Hes also taken to leaving the front door unlocked and not securing the home when he comes in from smoking, despite me having addressed that too.

We were due to go to a family fun day today but that won't happen now, I've got a stinking cold and desperately needed to recoup some sleep which hasn't happened. I'll be up again in an hour when the eldest wakes up.

And to think he tries to imply he's doing me a favour by staying up all night on the weekend.

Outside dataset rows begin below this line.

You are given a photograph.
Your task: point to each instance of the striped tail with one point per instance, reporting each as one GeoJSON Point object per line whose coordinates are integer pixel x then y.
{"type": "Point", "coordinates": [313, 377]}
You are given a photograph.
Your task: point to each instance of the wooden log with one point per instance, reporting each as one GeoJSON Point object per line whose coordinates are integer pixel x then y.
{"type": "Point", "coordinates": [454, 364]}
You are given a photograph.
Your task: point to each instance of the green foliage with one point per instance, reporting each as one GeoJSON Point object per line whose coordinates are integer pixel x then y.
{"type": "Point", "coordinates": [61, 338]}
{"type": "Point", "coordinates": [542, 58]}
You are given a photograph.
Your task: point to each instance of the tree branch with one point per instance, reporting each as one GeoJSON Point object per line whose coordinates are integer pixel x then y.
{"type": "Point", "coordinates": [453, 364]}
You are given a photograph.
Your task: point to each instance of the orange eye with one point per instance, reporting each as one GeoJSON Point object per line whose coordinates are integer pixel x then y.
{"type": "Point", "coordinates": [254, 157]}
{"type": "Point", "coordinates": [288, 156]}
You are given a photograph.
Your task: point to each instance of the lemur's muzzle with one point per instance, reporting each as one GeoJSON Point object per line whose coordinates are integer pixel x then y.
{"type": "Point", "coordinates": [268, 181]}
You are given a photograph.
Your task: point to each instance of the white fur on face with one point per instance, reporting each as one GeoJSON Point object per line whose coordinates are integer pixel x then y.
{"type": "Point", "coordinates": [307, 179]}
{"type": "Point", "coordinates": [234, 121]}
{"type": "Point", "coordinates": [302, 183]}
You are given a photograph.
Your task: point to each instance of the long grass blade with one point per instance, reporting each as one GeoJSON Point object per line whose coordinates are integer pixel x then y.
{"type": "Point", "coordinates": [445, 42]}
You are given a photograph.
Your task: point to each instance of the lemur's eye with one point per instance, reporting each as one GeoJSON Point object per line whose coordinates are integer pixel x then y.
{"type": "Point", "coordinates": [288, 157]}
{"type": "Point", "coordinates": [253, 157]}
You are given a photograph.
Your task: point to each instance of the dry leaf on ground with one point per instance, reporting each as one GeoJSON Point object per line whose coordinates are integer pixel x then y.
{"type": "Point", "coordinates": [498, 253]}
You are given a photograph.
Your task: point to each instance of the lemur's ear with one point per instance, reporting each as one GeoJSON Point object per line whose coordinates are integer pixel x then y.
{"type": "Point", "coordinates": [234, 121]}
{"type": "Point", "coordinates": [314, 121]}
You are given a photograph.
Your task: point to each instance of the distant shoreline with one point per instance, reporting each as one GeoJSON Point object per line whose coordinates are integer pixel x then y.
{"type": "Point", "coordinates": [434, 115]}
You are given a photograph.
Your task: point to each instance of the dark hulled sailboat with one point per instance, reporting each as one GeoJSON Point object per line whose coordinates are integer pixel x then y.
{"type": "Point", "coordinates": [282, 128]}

He goes back to work tomorrow at which point it'll all go over his head and he can recommence being care free and forget any of this ever happened whilst I'm stuck at home looking after the children and seething.

I'm starting to hate him.

OP posts:
tobedtoMNandfart · 07/07/2019 06:41

Oh @Mischone I'm so sorry to hear that. I'm sure I can speak for everyone else on here when I say we are sending you strength, you are amazing.

It sounds like very petulant behaviour and that he doesn't have your back. Is it the case that he is really only thinking of his own feelings, needs & desires?

mathanxiety · 07/07/2019 06:58

So he is gaslighting you again - he is telling you he is scared to hug you. You know well what the behaviour was that you were talking to him about (groping, wanting sex, catcalling, etc), and you know well that it wasn't affectionate hugs.

I am not surprised you are starting to hate him.

He certainly hates you.

The pantomime with the 'night feedings' is pure 'Fuck You for asking me to help you. There is nothing in this for me'.